GCNet goes to court over workers’ redundancy package

The Ghana Community Network Service Limited (GCNet) has filed a motion at the Accra High Court (Labour Division), challenging the enforcement of an arbitration award over the terms of a redundancy compensation payment to its workers.

The company is urging the court to set aside the award which directed the management of GCNet to pay a redundancy package of 30 per cent of salary and other allowances, including rent, transport, fuel, car maintenance, and education grant subsidies.

A three-member arbitration panel appointed by the National Labour Commission (NLC), last month ruled that all the workers affected by the company’s ongoing redundancy exercise, be paid in accordance with provisions made in the firm’s Human Resource (HR) policy manual, signed between the GCNet management and the GCNet Staff Welfare Association in 2018.

But the management wants the arbitration award set aside because the HR policy manual was developed for administrative convenience and does not constitute a collective agreement between the management and GCNet Staff Welfare Association, in addition to the fact that workers are not unionised and the association is unregistered.

In the motion, counsel for the applicant, Mr Charles Bawaduah said his client went to court because the panel ignored its objection regarding the capacity of the association to represent the affected workers and proceeded to deliver a verdict in favour of the respondent. 

It is the case of the applicant that the association  “lacked  capacity going  into the  arbitration  and  that  incapacity and illegality  renders the resultant  award  null and  void, and should  be  set aside  by the  court pursuant  to  section 58 of the  Alternative Dispute Resolution (ADR)  Act 2010 (Act 798).”

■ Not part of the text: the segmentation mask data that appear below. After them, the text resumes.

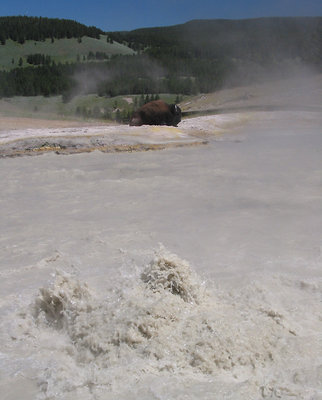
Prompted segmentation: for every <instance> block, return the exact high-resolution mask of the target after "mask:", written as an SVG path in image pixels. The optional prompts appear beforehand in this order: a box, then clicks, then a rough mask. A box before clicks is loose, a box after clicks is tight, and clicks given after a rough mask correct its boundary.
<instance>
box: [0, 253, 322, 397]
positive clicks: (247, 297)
mask: <svg viewBox="0 0 322 400" xmlns="http://www.w3.org/2000/svg"><path fill="white" fill-rule="evenodd" d="M123 273H126V277H125V276H123V278H121V276H119V277H118V278H117V279H115V280H112V281H111V282H110V285H109V286H108V287H106V290H105V291H104V293H101V292H96V291H95V290H93V288H90V287H88V285H87V284H86V283H85V282H81V281H79V280H78V279H77V277H76V276H75V274H70V273H66V272H64V271H57V272H56V273H55V276H54V278H53V281H52V283H51V284H48V286H46V287H42V288H40V289H39V293H38V294H36V295H35V296H34V298H33V300H32V302H31V304H30V306H29V307H27V308H22V309H20V310H19V312H18V314H17V315H16V316H15V318H14V320H12V321H11V322H10V328H9V335H10V338H7V337H4V338H3V339H5V340H6V342H7V343H8V342H9V343H10V341H11V342H12V341H13V343H14V345H12V344H11V345H10V347H9V354H10V353H11V351H13V350H14V351H15V352H17V351H18V353H20V357H22V358H24V362H23V364H26V365H28V364H29V365H30V368H32V370H31V371H30V370H29V371H23V370H21V366H22V365H21V364H20V363H21V362H19V359H16V360H12V359H11V358H10V356H9V357H8V356H4V358H3V360H2V362H5V363H6V371H5V373H4V376H7V379H8V375H9V376H10V373H11V376H12V374H13V372H14V375H13V376H14V377H15V378H14V379H13V378H12V377H11V379H10V381H11V382H10V381H9V382H10V383H7V384H6V385H4V390H5V392H6V393H8V392H9V393H10V389H11V388H10V387H11V385H12V384H14V382H15V381H16V379H17V377H20V378H24V380H26V382H28V380H29V385H30V382H33V386H37V387H38V390H37V391H36V390H35V388H34V393H37V398H39V399H60V398H63V399H75V398H77V399H94V398H95V399H126V398H130V399H132V398H133V399H134V398H138V396H139V397H140V398H142V399H159V398H164V397H165V398H168V396H171V397H172V396H173V397H174V398H186V399H196V398H200V397H202V398H206V399H211V398H214V397H218V396H219V398H223V399H233V398H244V399H246V398H247V399H260V398H269V399H279V398H283V399H294V398H296V399H319V398H321V386H320V382H321V379H322V365H321V359H320V357H319V354H317V351H319V349H320V345H321V342H320V340H321V331H320V328H321V318H320V317H321V316H320V317H319V315H318V313H319V301H320V295H321V290H322V281H321V280H319V281H315V282H314V283H312V282H310V281H309V280H297V279H294V278H290V277H286V276H283V275H279V276H275V277H270V278H268V279H266V280H265V282H263V281H262V282H260V281H252V282H251V283H250V284H248V285H246V286H244V287H243V288H239V289H237V290H234V291H231V292H223V291H221V290H219V288H218V287H217V288H216V287H214V286H213V284H211V283H210V282H208V283H205V282H203V281H202V280H201V278H200V277H199V276H198V275H197V274H196V272H195V271H194V270H193V269H192V268H191V266H190V265H189V263H188V262H187V261H185V260H182V259H181V258H179V257H178V256H176V255H174V254H171V253H169V252H168V251H167V250H166V249H164V248H163V247H161V248H160V249H159V250H157V251H156V253H155V256H154V258H153V259H152V260H151V262H150V263H149V264H147V265H146V266H142V267H141V266H136V265H132V269H131V270H127V271H123ZM291 299H297V300H298V302H297V305H296V306H295V305H294V304H293V303H292V301H291ZM308 307H310V310H311V313H309V315H308V313H307V308H308ZM313 311H315V312H316V315H314V314H315V313H314V312H313ZM312 314H313V315H312ZM10 319H12V315H11V316H10ZM6 323H7V324H8V322H7V321H6ZM8 325H9V324H8ZM320 355H321V354H320ZM7 357H8V358H7ZM19 364H20V366H19ZM32 374H35V375H34V376H32ZM28 378H29V379H28ZM7 379H6V380H7ZM18 382H19V381H18ZM3 393H4V392H3ZM13 393H14V391H13ZM31 393H32V391H31ZM5 398H8V399H11V398H12V399H13V398H15V397H14V395H8V396H7V397H5ZM24 398H32V397H28V394H27V393H26V394H25V397H24Z"/></svg>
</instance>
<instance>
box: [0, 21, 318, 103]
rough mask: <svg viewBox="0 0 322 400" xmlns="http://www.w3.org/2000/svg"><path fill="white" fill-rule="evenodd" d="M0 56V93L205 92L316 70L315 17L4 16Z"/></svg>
mask: <svg viewBox="0 0 322 400" xmlns="http://www.w3.org/2000/svg"><path fill="white" fill-rule="evenodd" d="M89 36H91V37H89ZM1 38H2V39H1ZM8 38H10V39H11V40H8ZM46 38H47V39H46ZM56 39H57V40H56ZM6 41H7V42H6ZM24 41H26V42H25V43H24ZM16 42H20V44H19V43H18V45H17V43H16ZM66 42H67V43H66ZM1 43H2V45H1ZM66 49H68V54H67V55H66ZM64 52H65V53H64ZM1 60H2V61H3V62H2V65H3V66H2V70H1V68H0V96H5V97H9V96H14V95H22V96H30V95H39V94H44V95H47V96H50V95H57V94H62V93H64V94H65V98H66V99H68V98H69V97H70V96H71V94H75V93H76V94H77V93H79V87H80V86H81V88H82V93H83V92H84V90H86V91H87V93H89V92H90V93H97V94H99V95H100V96H116V95H124V94H152V93H154V94H157V93H174V94H187V95H189V94H196V93H201V92H203V93H207V92H213V91H215V90H217V89H219V88H221V87H222V86H223V85H225V86H226V87H227V86H237V85H244V84H249V83H253V82H259V81H260V82H262V81H263V80H265V79H268V78H271V77H272V76H274V78H282V77H288V76H289V75H290V74H291V73H292V71H294V69H296V68H298V69H301V68H302V67H303V66H304V67H309V68H310V69H311V70H315V71H317V72H321V70H322V17H298V18H297V17H285V18H284V17H283V18H282V17H281V18H257V19H246V20H194V21H190V22H187V23H185V24H181V25H175V26H170V27H159V28H145V29H137V30H133V31H129V32H107V33H106V32H105V33H104V32H102V31H100V30H99V29H97V28H93V27H86V26H84V25H81V24H79V23H77V22H75V21H66V20H55V19H47V18H30V17H3V18H0V61H1ZM4 61H6V63H5V62H4ZM80 77H81V79H80ZM89 83H90V84H89Z"/></svg>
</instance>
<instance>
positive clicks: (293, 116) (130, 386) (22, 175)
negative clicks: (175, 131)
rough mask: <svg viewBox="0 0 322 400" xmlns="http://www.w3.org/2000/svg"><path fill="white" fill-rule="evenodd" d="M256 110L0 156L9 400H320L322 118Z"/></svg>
mask: <svg viewBox="0 0 322 400" xmlns="http://www.w3.org/2000/svg"><path fill="white" fill-rule="evenodd" d="M244 117H245V121H244V122H243V124H244V127H238V123H237V121H236V120H234V121H232V122H234V123H233V128H234V131H232V132H231V133H227V132H226V133H225V134H222V135H219V134H218V132H217V131H216V130H215V128H216V126H218V119H217V120H216V117H213V119H212V120H209V117H207V119H206V120H203V122H204V123H205V125H206V126H207V127H208V131H207V132H206V133H205V132H204V130H202V132H201V133H200V135H206V136H207V141H208V144H207V145H205V146H195V147H189V148H187V147H186V148H172V149H167V150H164V151H162V152H161V151H160V152H156V151H155V152H144V153H131V154H125V153H118V154H116V153H113V154H103V153H99V152H93V153H89V154H78V155H69V156H58V155H55V154H45V155H42V156H39V157H21V158H2V159H0V165H1V172H2V173H1V176H0V179H1V190H2V191H1V197H0V207H1V218H0V231H1V238H0V262H1V270H0V277H1V279H0V291H1V299H0V300H1V302H0V316H1V329H0V371H1V378H0V385H1V386H0V393H1V400H2V399H4V400H17V399H22V398H23V399H24V400H35V399H38V400H45V399H47V400H58V399H63V400H75V399H77V400H92V399H95V400H116V399H117V400H119V399H120V400H123V399H124V400H125V399H126V400H132V399H142V400H154V399H155V400H159V399H162V400H164V399H179V400H183V399H185V400H187V399H188V400H195V399H205V400H213V399H223V400H235V399H247V400H249V399H250V400H259V399H287V400H291V399H292V400H293V399H301V400H302V399H304V400H321V398H322V387H321V382H322V337H321V332H322V316H321V295H322V277H321V261H322V257H321V254H322V251H321V250H322V248H321V238H322V223H321V215H322V201H321V200H322V192H321V187H322V186H321V176H322V175H321V173H322V164H321V160H322V153H321V149H322V142H321V138H322V136H321V126H322V125H321V116H320V115H317V114H314V113H307V112H303V113H294V112H287V113H285V112H284V113H257V114H256V115H254V114H247V115H244ZM225 118H228V116H226V117H225ZM221 121H222V120H221ZM189 124H190V127H191V128H192V127H193V126H194V125H196V126H200V117H199V118H198V119H192V120H190V122H189ZM236 125H237V126H236ZM161 128H162V127H159V129H161ZM197 133H198V132H197ZM214 133H216V134H214ZM158 242H162V243H164V246H165V247H163V246H161V247H160V248H157V249H156V250H154V248H155V247H156V246H157V243H158ZM174 253H175V254H174ZM183 258H184V259H185V260H184V259H183Z"/></svg>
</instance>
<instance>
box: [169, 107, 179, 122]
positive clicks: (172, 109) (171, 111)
mask: <svg viewBox="0 0 322 400" xmlns="http://www.w3.org/2000/svg"><path fill="white" fill-rule="evenodd" d="M170 111H171V114H173V123H172V125H173V126H177V125H178V123H179V122H180V121H181V108H180V107H178V106H177V105H176V104H170Z"/></svg>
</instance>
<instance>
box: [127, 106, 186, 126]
mask: <svg viewBox="0 0 322 400" xmlns="http://www.w3.org/2000/svg"><path fill="white" fill-rule="evenodd" d="M180 121H181V110H180V107H178V106H177V105H176V104H167V103H165V102H164V101H162V100H155V101H150V102H149V103H146V104H144V105H143V106H142V107H140V108H139V109H138V110H136V111H134V113H133V115H132V117H131V119H130V125H131V126H141V125H168V126H171V125H172V126H177V125H178V123H179V122H180Z"/></svg>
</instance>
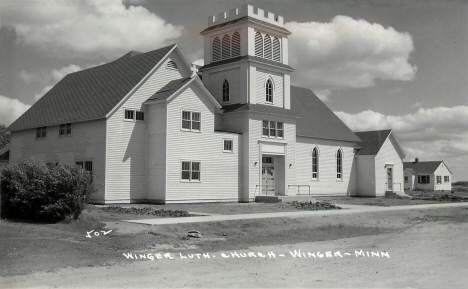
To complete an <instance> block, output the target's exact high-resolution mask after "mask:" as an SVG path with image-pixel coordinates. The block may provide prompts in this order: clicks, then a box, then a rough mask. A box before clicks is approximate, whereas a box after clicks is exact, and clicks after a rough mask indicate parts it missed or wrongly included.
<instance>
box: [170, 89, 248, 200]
mask: <svg viewBox="0 0 468 289" xmlns="http://www.w3.org/2000/svg"><path fill="white" fill-rule="evenodd" d="M182 110H189V111H194V112H200V113H201V132H190V131H182V130H181V112H182ZM214 113H215V112H214V106H213V104H212V103H211V102H209V101H208V100H207V99H206V97H205V96H203V93H202V92H201V91H199V89H198V88H197V87H195V84H191V85H190V87H188V88H187V89H186V90H185V91H184V92H182V93H181V94H180V95H179V96H177V97H176V98H174V99H173V100H171V101H170V102H169V103H168V105H167V144H168V145H167V186H166V202H187V201H202V200H206V201H209V200H233V201H236V200H238V164H239V139H240V135H239V134H235V133H219V132H215V131H214ZM225 138H226V139H232V140H233V141H234V153H224V152H223V139H225ZM183 160H186V161H197V162H200V163H201V181H200V182H184V181H181V162H182V161H183Z"/></svg>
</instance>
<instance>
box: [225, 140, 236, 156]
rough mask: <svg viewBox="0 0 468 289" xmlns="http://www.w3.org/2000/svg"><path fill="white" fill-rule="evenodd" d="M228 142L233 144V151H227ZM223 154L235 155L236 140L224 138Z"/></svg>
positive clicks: (230, 150) (231, 149) (227, 150)
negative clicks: (226, 142)
mask: <svg viewBox="0 0 468 289" xmlns="http://www.w3.org/2000/svg"><path fill="white" fill-rule="evenodd" d="M226 142H230V143H231V149H230V150H226ZM223 153H232V154H233V153H234V140H233V139H231V138H224V139H223Z"/></svg>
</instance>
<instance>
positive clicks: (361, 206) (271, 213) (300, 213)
mask: <svg viewBox="0 0 468 289" xmlns="http://www.w3.org/2000/svg"><path fill="white" fill-rule="evenodd" d="M336 205H337V206H340V207H341V208H343V209H342V210H320V211H297V212H274V213H255V214H239V215H209V216H200V217H185V218H159V219H142V220H122V221H123V222H129V223H137V224H145V225H151V226H153V225H170V224H182V223H203V222H219V221H229V220H250V219H265V218H281V217H288V218H301V217H310V216H328V215H348V214H356V213H366V212H384V211H404V210H421V209H423V210H424V209H438V208H452V207H468V203H443V204H426V205H412V206H393V207H380V206H362V205H340V204H336Z"/></svg>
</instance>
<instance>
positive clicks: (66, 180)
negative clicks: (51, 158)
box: [1, 160, 96, 222]
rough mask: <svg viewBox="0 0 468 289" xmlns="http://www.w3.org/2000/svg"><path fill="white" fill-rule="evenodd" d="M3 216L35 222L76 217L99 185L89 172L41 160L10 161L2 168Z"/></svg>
mask: <svg viewBox="0 0 468 289" xmlns="http://www.w3.org/2000/svg"><path fill="white" fill-rule="evenodd" d="M1 175H2V176H1V200H2V217H3V218H8V219H15V220H27V221H36V222H58V221H70V220H72V219H75V220H76V219H77V218H78V217H79V215H80V214H81V212H82V211H83V209H84V208H85V206H86V204H87V203H88V202H89V198H90V196H91V194H93V193H94V192H95V191H96V189H95V187H94V183H93V177H92V174H91V173H90V172H87V171H85V170H83V169H82V168H80V167H78V166H75V165H72V166H69V165H63V166H62V165H57V166H50V165H46V164H45V163H43V162H39V161H31V160H30V161H27V162H25V163H21V164H17V165H9V166H7V167H5V168H3V169H2V172H1Z"/></svg>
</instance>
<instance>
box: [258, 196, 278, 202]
mask: <svg viewBox="0 0 468 289" xmlns="http://www.w3.org/2000/svg"><path fill="white" fill-rule="evenodd" d="M255 202H256V203H279V202H281V199H280V198H278V197H277V196H256V197H255Z"/></svg>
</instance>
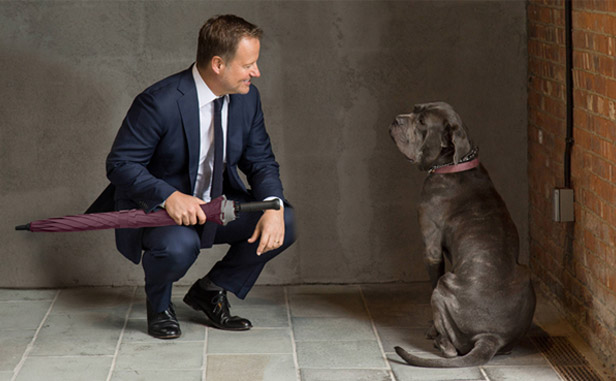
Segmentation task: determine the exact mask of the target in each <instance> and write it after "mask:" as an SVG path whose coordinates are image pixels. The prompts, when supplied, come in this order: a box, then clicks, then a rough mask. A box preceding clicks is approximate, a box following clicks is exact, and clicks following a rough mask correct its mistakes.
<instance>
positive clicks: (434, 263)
mask: <svg viewBox="0 0 616 381" xmlns="http://www.w3.org/2000/svg"><path fill="white" fill-rule="evenodd" d="M419 224H420V227H421V233H422V235H423V239H424V245H425V246H426V253H425V258H424V261H425V263H426V267H427V269H428V276H429V277H430V282H431V283H432V289H434V288H436V285H437V283H438V280H439V278H440V277H441V276H443V274H445V258H444V256H443V244H442V242H443V233H442V229H441V228H439V227H438V226H437V224H436V223H435V222H434V221H433V220H432V219H430V218H429V217H428V215H427V213H420V214H419Z"/></svg>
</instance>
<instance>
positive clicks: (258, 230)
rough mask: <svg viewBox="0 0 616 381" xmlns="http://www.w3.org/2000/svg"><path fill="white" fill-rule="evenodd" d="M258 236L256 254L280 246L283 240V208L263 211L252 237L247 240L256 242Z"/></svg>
mask: <svg viewBox="0 0 616 381" xmlns="http://www.w3.org/2000/svg"><path fill="white" fill-rule="evenodd" d="M259 237H261V240H260V241H259V246H258V247H257V255H261V254H263V253H265V252H268V251H270V250H274V249H277V248H279V247H280V246H282V242H283V241H284V210H283V209H282V208H281V209H280V210H273V209H269V210H266V211H265V212H263V215H262V216H261V218H260V219H259V222H257V227H256V228H255V231H254V233H252V237H250V238H248V242H249V243H253V242H256V241H257V239H258V238H259Z"/></svg>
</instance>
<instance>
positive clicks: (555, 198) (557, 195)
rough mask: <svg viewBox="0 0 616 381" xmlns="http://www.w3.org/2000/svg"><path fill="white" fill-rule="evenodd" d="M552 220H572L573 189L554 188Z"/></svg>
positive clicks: (554, 220)
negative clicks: (553, 200) (552, 219)
mask: <svg viewBox="0 0 616 381" xmlns="http://www.w3.org/2000/svg"><path fill="white" fill-rule="evenodd" d="M554 221H556V222H571V221H574V218H573V189H554Z"/></svg>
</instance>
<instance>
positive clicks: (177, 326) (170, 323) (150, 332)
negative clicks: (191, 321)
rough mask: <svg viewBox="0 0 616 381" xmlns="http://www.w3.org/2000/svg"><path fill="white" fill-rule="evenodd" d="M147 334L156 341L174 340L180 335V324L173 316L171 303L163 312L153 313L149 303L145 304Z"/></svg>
mask: <svg viewBox="0 0 616 381" xmlns="http://www.w3.org/2000/svg"><path fill="white" fill-rule="evenodd" d="M147 310H148V334H150V336H154V337H156V338H158V339H175V338H178V337H180V335H182V331H181V330H180V323H178V319H177V318H176V316H175V309H174V308H173V303H171V304H169V308H167V309H166V310H164V311H163V312H158V313H157V312H154V311H153V309H152V306H150V302H147Z"/></svg>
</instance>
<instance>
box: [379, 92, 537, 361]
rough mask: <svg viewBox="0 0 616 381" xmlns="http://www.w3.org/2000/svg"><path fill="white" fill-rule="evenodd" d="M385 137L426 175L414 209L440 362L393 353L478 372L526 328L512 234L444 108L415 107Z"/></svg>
mask: <svg viewBox="0 0 616 381" xmlns="http://www.w3.org/2000/svg"><path fill="white" fill-rule="evenodd" d="M389 132H390V135H391V137H392V139H393V140H394V142H395V143H396V145H397V147H398V149H399V150H400V151H401V152H402V154H404V156H405V157H406V158H407V159H408V160H409V161H410V162H411V163H412V164H415V165H417V166H419V169H420V170H422V171H428V172H429V175H428V176H427V178H426V179H425V181H424V184H423V189H422V193H421V201H420V205H419V208H418V215H419V224H420V228H421V233H422V236H423V240H424V244H425V250H426V251H425V262H426V264H427V268H428V273H429V277H430V281H431V283H432V288H433V291H432V297H431V306H432V312H433V319H434V322H433V325H432V327H431V328H430V330H429V331H428V335H427V336H428V338H429V339H433V340H434V344H435V346H436V347H437V348H438V349H439V350H440V351H441V352H442V354H443V356H444V357H441V358H430V359H427V358H422V357H418V356H415V355H412V354H410V353H408V352H407V351H405V350H404V349H402V348H400V347H396V348H395V350H396V353H398V355H399V356H400V357H402V358H403V359H404V360H405V361H406V362H407V363H408V364H410V365H414V366H420V367H438V368H454V367H471V366H479V365H483V364H485V363H487V362H488V361H490V360H491V359H492V357H494V356H495V355H496V354H497V353H509V352H510V351H511V348H512V347H513V346H514V345H515V344H516V343H517V342H518V341H519V340H520V339H521V338H522V337H523V336H524V335H525V334H526V332H527V331H528V329H529V328H530V325H531V324H532V319H533V314H534V311H535V303H536V298H535V291H534V289H533V286H532V283H531V280H530V275H529V272H528V270H527V268H526V267H525V266H522V265H520V264H519V263H518V256H519V249H518V245H519V239H518V232H517V229H516V227H515V225H514V223H513V221H512V219H511V216H510V215H509V212H508V210H507V207H506V206H505V203H504V201H503V199H502V198H501V197H500V195H499V194H498V192H497V191H496V189H495V188H494V185H493V183H492V181H491V180H490V177H489V175H488V173H487V171H486V170H485V168H484V167H483V166H482V165H481V164H480V163H479V158H478V149H477V148H476V147H475V146H474V145H473V143H472V141H471V139H470V137H469V134H468V131H467V130H466V127H465V126H464V125H463V123H462V120H461V118H460V116H459V115H458V114H457V113H456V112H455V111H454V109H453V108H452V107H451V106H450V105H449V104H447V103H444V102H433V103H425V104H418V105H415V106H414V108H413V111H412V112H411V113H409V114H402V115H398V116H397V117H396V118H395V120H394V122H393V123H392V124H391V125H390V126H389ZM445 259H447V260H448V261H449V262H450V264H451V271H448V272H447V273H445Z"/></svg>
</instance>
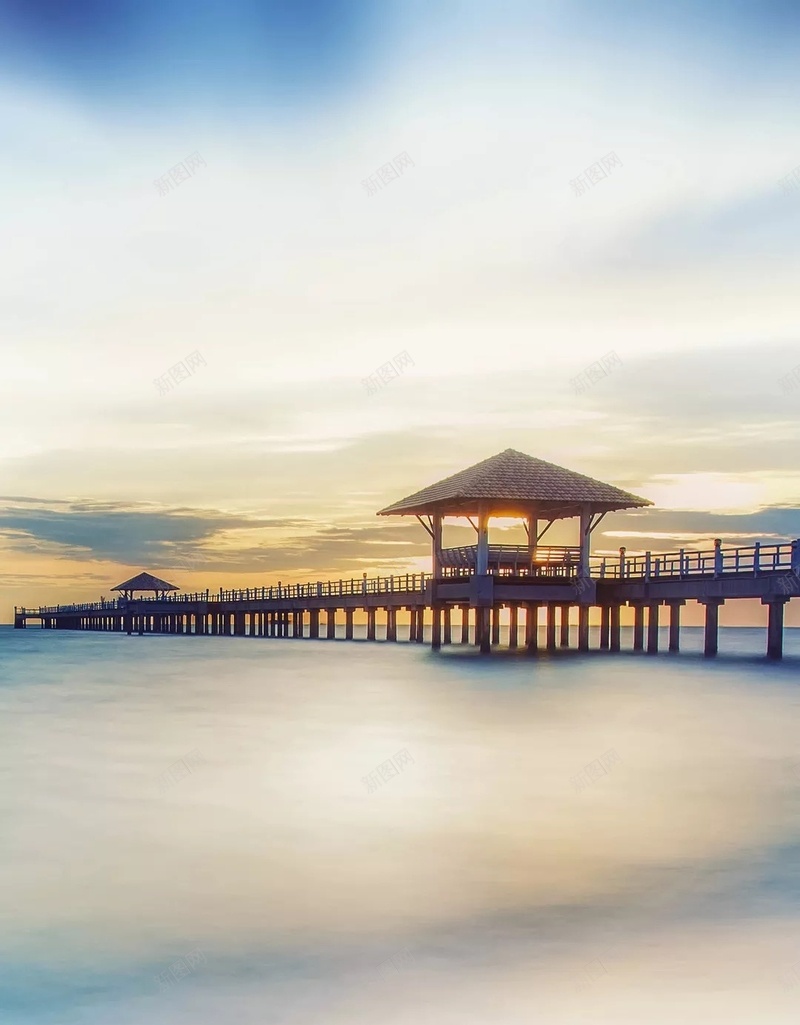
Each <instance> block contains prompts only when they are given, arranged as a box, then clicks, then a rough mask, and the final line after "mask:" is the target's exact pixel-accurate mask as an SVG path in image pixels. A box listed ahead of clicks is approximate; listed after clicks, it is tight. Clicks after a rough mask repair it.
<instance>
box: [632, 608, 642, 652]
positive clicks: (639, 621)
mask: <svg viewBox="0 0 800 1025" xmlns="http://www.w3.org/2000/svg"><path fill="white" fill-rule="evenodd" d="M643 650H644V606H643V605H642V604H641V603H640V602H638V603H636V604H635V605H634V651H643Z"/></svg>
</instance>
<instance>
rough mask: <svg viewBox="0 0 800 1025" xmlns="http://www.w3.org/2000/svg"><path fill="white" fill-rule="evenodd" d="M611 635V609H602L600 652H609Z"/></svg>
mask: <svg viewBox="0 0 800 1025" xmlns="http://www.w3.org/2000/svg"><path fill="white" fill-rule="evenodd" d="M610 633H611V607H610V606H609V605H603V606H601V607H600V651H608V648H609V644H610Z"/></svg>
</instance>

Counsel contended that the staff association illegitimately engaged in the formulation of the HR policy manual, that was erroneously considered by the arbitration panel as conditions of service agreement, and that the arbitration award is null and void and of no effect.

Mr Bawaduah stated in the motion that, “since  the association is neither  registered as a trade union  nor as a body corporate, it had no  legal personally and, hence,  no capacity  to  negotiate the conditions of  service  agreement  for and on behalf of the  staff and to represent  the  staff or partake in the  arbitration  proceedings.”

He said although the affected workers deserve a severance package, their redundancy payments must be done in a legitimate manner in accordance with the provisions of the Labour Act.

GCNet has a contract with the government of Ghana for trade facilitation services at the ports. The contract was due to end in 2023, but in early April 2020, the government notified GCNet of termination of the contract, upon which it asked the firm to demobilise by April 28, 2020.

In furtherance to the termination notice, GCNet declared redundancy, and in accordance with the Labour Act 651 (Act 2003), notified the Chief Labour Officer on plans for the redundancy exercise.

The company expressed readiness to pay redundancy compensation and, therefore, requested a negotiation of the terms for the severance package, but the workers, who continue to engage in a series of industrial actions, refused to engage, insisting that the provisions in their HR policy manual be used to calculate the benefits.

But the management maintained that the terms in the manual cannot be used for the redundancy exercise, indicating that that document was not legally produced and does not properly relate to negotiated redundancy compensation in accordance with the labour law.